IIIème axe de lecture : Un moment de bonheur

- Ce texte insiste sur le bonheur éprouvé par Rousseau : ce dernier devient soudain l’objet d’admiration de toute une assemblée.

Mais ce bonheur est brefcourt, mais délicieux à tous égards " ; " ce fut un de ces moments trop rares " : chez Rousseau, les instants de bonheur sont toujours de courte durée.

- Tout devient transparent pour le jeune valet : au début, il ne comprenait pas le sens de la tenue du " maître d’hôtel ". Mais il sera le seul à pouvoir déchiffrer le sens de la " devise ". De plus, il lit sur le visage de Mlle de Breil comme dans un livre ouvert (" Mais ce qui me flatta [...] fut de voir clairement sur le visage de Mlle de Breil un air de satisfaction ")

- Un véritable roman d’amour : au début du § suivant cet extrait, Rousseau écrit : " Ici finit le roman ". En effet, ce texte met en scène l’histoire d’amour entre le jeune Jean-Jacques et Mlle de Breil.

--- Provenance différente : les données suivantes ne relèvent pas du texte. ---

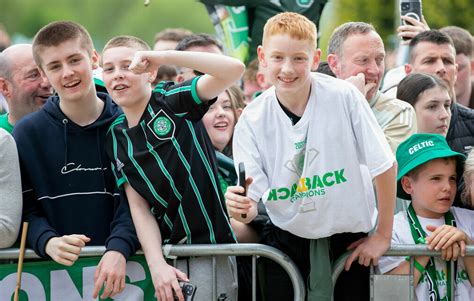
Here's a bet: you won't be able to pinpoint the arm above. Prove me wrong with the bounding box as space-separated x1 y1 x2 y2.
426 225 474 286
345 163 397 270
129 50 245 101
387 256 430 287
121 184 188 301
0 130 22 249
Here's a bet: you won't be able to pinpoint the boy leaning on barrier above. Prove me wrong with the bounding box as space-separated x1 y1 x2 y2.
102 36 245 300
379 134 474 301
226 13 396 300
13 21 138 299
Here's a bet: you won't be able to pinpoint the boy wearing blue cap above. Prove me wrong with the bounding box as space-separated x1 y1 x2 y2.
379 134 474 301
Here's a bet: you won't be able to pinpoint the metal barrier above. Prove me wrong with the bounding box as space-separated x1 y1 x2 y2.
0 244 306 301
332 245 474 301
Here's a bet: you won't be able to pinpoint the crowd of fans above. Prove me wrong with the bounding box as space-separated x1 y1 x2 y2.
0 1 474 300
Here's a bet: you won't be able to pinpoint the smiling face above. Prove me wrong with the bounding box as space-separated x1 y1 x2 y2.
102 46 154 108
258 34 321 97
3 44 52 122
328 31 385 100
402 158 457 218
405 41 457 89
39 38 98 102
202 91 237 151
414 86 451 137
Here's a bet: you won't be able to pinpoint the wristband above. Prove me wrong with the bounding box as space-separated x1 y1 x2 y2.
405 256 425 275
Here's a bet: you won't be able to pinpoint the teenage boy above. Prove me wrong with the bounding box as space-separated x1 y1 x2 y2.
226 13 396 300
379 134 474 301
102 36 245 300
13 21 138 298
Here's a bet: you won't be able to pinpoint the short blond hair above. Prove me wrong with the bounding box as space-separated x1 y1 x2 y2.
262 12 318 49
100 35 151 65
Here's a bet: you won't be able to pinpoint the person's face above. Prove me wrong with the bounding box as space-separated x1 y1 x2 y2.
177 45 223 82
454 53 472 101
153 40 178 51
40 38 98 101
415 86 451 137
405 42 457 89
402 158 457 218
258 34 321 94
466 173 474 208
331 31 385 100
102 47 154 107
202 91 237 151
8 47 52 119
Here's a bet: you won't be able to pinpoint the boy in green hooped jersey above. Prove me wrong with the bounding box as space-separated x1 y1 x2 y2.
101 36 245 301
379 134 474 301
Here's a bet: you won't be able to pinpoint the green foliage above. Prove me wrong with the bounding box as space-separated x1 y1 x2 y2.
0 0 214 49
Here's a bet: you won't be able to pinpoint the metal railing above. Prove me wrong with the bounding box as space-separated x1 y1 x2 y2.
0 244 306 301
332 245 474 301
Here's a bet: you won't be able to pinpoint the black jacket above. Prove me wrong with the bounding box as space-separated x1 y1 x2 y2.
13 93 138 258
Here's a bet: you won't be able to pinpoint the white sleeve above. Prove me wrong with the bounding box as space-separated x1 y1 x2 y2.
348 87 395 178
0 129 22 248
232 116 270 202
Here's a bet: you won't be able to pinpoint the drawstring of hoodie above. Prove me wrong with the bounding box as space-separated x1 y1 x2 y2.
63 118 68 168
96 128 107 192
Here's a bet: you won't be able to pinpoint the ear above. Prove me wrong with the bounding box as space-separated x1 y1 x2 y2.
91 49 99 70
235 108 244 118
400 176 413 194
405 64 413 75
257 45 267 67
326 53 340 76
311 48 321 71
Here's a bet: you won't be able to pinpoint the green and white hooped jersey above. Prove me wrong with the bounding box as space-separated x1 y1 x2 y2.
233 73 395 239
378 207 474 301
107 77 235 244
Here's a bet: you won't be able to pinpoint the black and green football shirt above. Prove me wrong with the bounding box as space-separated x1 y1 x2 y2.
107 77 235 244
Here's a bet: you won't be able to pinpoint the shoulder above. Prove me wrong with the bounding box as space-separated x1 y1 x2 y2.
0 128 15 151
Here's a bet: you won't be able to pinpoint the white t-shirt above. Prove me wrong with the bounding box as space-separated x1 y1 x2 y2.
378 207 474 301
233 73 395 239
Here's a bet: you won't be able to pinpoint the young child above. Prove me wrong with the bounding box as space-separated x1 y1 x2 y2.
102 36 244 300
13 21 138 299
379 134 474 301
226 13 396 300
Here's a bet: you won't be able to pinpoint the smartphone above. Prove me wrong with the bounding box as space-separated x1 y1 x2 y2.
174 280 197 301
239 162 247 218
400 0 423 25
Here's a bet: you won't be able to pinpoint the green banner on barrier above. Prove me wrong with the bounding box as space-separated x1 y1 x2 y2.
0 256 156 301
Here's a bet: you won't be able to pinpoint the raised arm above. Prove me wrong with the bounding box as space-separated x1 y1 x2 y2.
129 50 245 101
0 131 22 248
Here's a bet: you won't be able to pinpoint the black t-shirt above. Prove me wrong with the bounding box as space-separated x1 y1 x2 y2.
107 77 235 244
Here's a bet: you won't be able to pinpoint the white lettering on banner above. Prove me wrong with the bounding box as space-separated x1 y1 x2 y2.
50 267 95 301
0 261 146 301
0 273 46 301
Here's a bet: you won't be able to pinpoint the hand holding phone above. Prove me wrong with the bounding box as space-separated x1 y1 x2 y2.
239 162 247 218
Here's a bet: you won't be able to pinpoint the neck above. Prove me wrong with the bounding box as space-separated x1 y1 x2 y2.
59 89 104 126
456 83 472 107
276 80 311 117
122 89 152 128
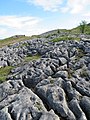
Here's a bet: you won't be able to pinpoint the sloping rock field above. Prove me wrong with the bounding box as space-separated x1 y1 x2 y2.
0 38 90 120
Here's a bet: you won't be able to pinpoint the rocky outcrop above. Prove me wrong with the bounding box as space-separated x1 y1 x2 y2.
0 34 90 120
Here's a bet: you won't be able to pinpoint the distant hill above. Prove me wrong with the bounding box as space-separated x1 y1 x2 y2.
0 23 90 48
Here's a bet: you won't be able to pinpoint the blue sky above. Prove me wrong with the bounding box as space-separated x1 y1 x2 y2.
0 0 90 39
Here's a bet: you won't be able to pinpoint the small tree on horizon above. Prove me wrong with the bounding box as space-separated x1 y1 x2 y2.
80 20 87 33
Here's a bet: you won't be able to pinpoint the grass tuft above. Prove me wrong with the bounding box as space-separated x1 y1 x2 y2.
0 66 13 83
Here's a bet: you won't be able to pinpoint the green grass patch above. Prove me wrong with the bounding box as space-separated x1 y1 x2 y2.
24 54 41 62
0 66 13 83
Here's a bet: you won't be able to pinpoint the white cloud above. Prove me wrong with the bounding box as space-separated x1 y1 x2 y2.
0 16 47 39
65 0 90 14
27 0 63 11
0 16 50 39
27 0 90 14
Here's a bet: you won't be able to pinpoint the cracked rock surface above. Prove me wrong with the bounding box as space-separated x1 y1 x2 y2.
0 35 90 120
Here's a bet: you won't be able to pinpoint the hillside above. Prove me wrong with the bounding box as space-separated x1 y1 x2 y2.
0 24 90 120
0 24 90 48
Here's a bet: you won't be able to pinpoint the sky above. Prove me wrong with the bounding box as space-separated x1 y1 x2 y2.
0 0 90 39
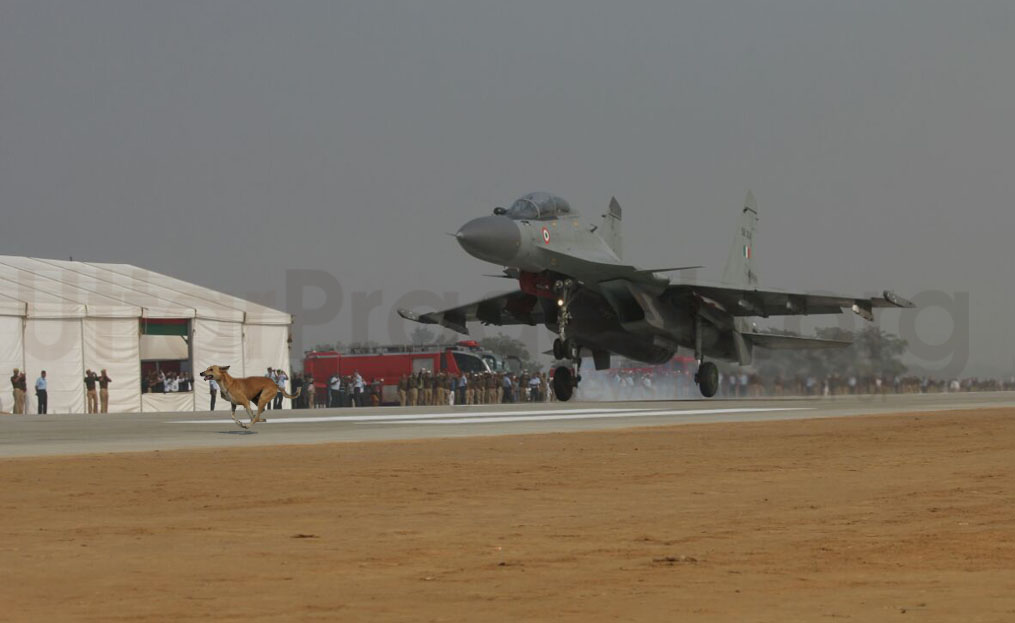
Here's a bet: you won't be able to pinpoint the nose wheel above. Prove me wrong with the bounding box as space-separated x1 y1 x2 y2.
553 365 577 402
553 279 582 402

On trouve les ingrédients d’un " roman " d’amour : un valet amoureux (Rousseau) d’une princesse hautaine (Mlle de Breil), un grand-père autoritaire (le comte de Gouvon), une séduction réussie. A la fin, la rougeur de la jeune fille (" Mlle de Breil rougit jusqu’au blanc des yeux ") traduit son émotion physique. L’eau répandue par le valet (" ayant trop rempli le verre, je répandis une partie de l’eau sur l’assiette et même sur elle ") : symbolise le trop-plein d’émotion du jeune Rousseau.

 

Conclusion

Souvent dans les Confessions, le hasard est défavorable à Rousseau. Mais dans cet épisode, c’est l’inverse. Moment de triomphe pour le jeune valet, qui prend une revanche sur la hiérarchie sociale. De plus, c’est un moment de bonheur revécu comme tel par l’écrivain adulte.